I am currently testing a knot called the Shelton double slip knot... It looks good and is easy to tie...Supposed to be stronger than the palomar...Found it on Google but the man stakes no claim to it, other than it is strong...Can't remember where I found it on Google....Maybe "strongest fishing knots" and then back on page 15 or something....? I,m still testing and the knot looks pretty good...


----------



## Drumdum (Jan 6, 2003)

MB,not sure if it is the same knot I tested off "The ole board" or not,I'm going to have to test er out tonight...


----------



## the rhondel (Feb 6, 2003)

DD and a new knot to test....like a kid in a candy store ....the R


----------



## master baiter (Aug 8, 2003)

DD, have you done tested the Shelton knot yet? And is it the same knot I'm talking about? The one where you pull the tag, then the loop, then the main, etc...and cinch it up to where the double that goes through the hook eye is just as tight as you want it to be so that there is no pressure from the knot on the line???


----------



## Drumdum (Jan 6, 2003)

No,MB,had a lot going on every night this week,phones ringin as soon as I hit the door from work,ole freinds that I ain't talked to in yrs.. When ole freinds call and talk feeshin,I gots ta chitchat..  I'll see if I can geter done tonight..Will test against both uni and palomar..


----------



## Drumdum (Jan 6, 2003)

*Tested with 7 pulls against nail,uni,and polamar*

Ok,gaver an honest try tonight.. It whooped the uni 5 to 2.. It beat the palomar 6 to 1. The nail won 4 to 3... It's a winner folks,and not too bad to tie as well..


----------



## redneckranger (Jan 19, 2006)

i sometimes use a girth hitch with an extra turn holds just as well


----------



## Drumdum (Jan 6, 2003)

redneckranger said:


> i sometimes use a girth hitch with an extra turn holds just as well


 Ya give me a link,and I'll test her as well.. One thing I can tellya though,the uni and the nail are some tough knots to be testing against and this one more than held it's own..


----------



## redneckranger (Jan 19, 2006)

gotta find one lol


----------



## redneckranger (Jan 19, 2006)

here ya go 

http://pedianodeworks.com/C/CO/COW/Cow_hitch


its a knot we used to tie a charge to detenation cord


----------



## Drumdum (Jan 6, 2003)

It was a no-go.. Maybe you can find me another link,and I can test over the weekend..


----------



## Railroader (Apr 13, 2005)

redneckranger said:


> its a knot we used to tie a charge to detenation cord



I would have thought that before they let you tie knots in DETONATION cord, you would have to be able to spell it.....   

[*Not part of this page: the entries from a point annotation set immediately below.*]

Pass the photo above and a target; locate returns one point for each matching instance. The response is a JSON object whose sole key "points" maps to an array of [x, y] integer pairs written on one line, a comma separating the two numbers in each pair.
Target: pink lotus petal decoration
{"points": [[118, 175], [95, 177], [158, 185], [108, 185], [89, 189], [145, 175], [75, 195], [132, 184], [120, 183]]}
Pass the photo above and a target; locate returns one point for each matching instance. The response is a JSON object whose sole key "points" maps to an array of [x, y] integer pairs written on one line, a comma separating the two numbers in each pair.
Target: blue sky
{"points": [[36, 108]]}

Sorry, I just thought that was funny.


----------



## redneckranger (Jan 19, 2006)

http://en.wikipedia.org/wiki/Cat's_paw_(knot)#Method_1


----------



## redneckranger (Jan 19, 2006)

Railroader said:


> I would have thought that before they let you tie knots in DETONATION cord, you would have to be able to spell it.....
> 
> 
> Sorry, I just thought that was funny.


sorry wiped haven't sleeped in 2 days actually it is funny


----------



## The Bucket (Mar 4, 2001)

*EDMb ?*

... like flathead, I also have been using a double improved clinch most often for a long time w/no major problems or failures ?! Have tied the others, but always find myself going back to improved clinch out of habit/preference. Do agree that any knot your using that isn't working for ya, find another  

Not sure about all these scientific test going on  , but most literature will provide a percent line strength for different knots.

Go tie it, fish it, and see what happens  

`bucket


----------



## master baiter (Aug 8, 2003)

DD, I hope it is the same knot that I was thinking about, with the three pulls... one on the main, one on the tag, and one on the loop... I have no way to post any pictures... My main use for this knot would be crankin' for bass with a little slack in the double for more "action"...

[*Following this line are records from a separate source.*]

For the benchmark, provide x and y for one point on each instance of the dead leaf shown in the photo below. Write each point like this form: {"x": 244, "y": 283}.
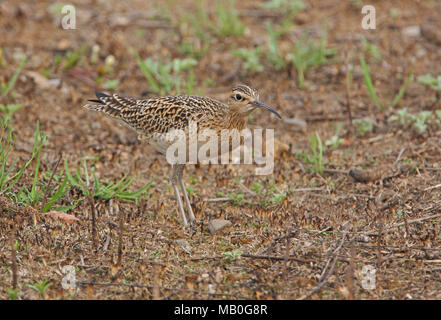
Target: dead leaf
{"x": 65, "y": 217}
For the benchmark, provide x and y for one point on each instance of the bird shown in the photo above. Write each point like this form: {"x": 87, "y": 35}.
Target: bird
{"x": 154, "y": 119}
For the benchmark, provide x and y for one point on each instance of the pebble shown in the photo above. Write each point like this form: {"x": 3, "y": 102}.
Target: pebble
{"x": 217, "y": 225}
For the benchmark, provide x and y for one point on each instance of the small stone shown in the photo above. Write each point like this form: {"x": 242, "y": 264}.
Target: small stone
{"x": 218, "y": 224}
{"x": 184, "y": 245}
{"x": 412, "y": 31}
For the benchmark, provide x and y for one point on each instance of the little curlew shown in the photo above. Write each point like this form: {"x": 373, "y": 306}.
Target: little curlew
{"x": 154, "y": 118}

as always, thanks DD for your input...


----------



## Drumdum (Jan 6, 2003)

master baiter said:


> DD, I hope it is the same knot that I was thinking about, with the three pulls... one on the main, one on the tag, and one on the loop... I have no way to post any pictures... My main use for this knot would be crankin' for bass with a little slack in the double for more "action"...
> 
> as always, thanks DD for your input...


 I don't know,you tell me>?? this came from the "other board"..

http://members.aol.com/sheltonpro/tipsonknots.html

Bucket,I agree,and I will still tie the uni as well,cause I can tie it faster,and it ties better in most applications.. It has never failed me as well. As far as "scientific",well,I tie each knot to a sinker and slowly pull till something breaks.. I do the same with shock knots. Don't know how scientific that is,but it should give a fair chance to whatever knot is tied.. Believe me,I was shocked when it broke my uni that many times..


----------



## master baiter (Aug 8, 2003)

the pictures showed the single but the double is stronger...


----------



## Newsjeff (Jul 22, 2004)

*Shelton knot*

Try this:

http://www.sheltonproducts.com/tipsonknots.html


----------



## master baiter (Aug 8, 2003)

Thats it! and its a good one...


----------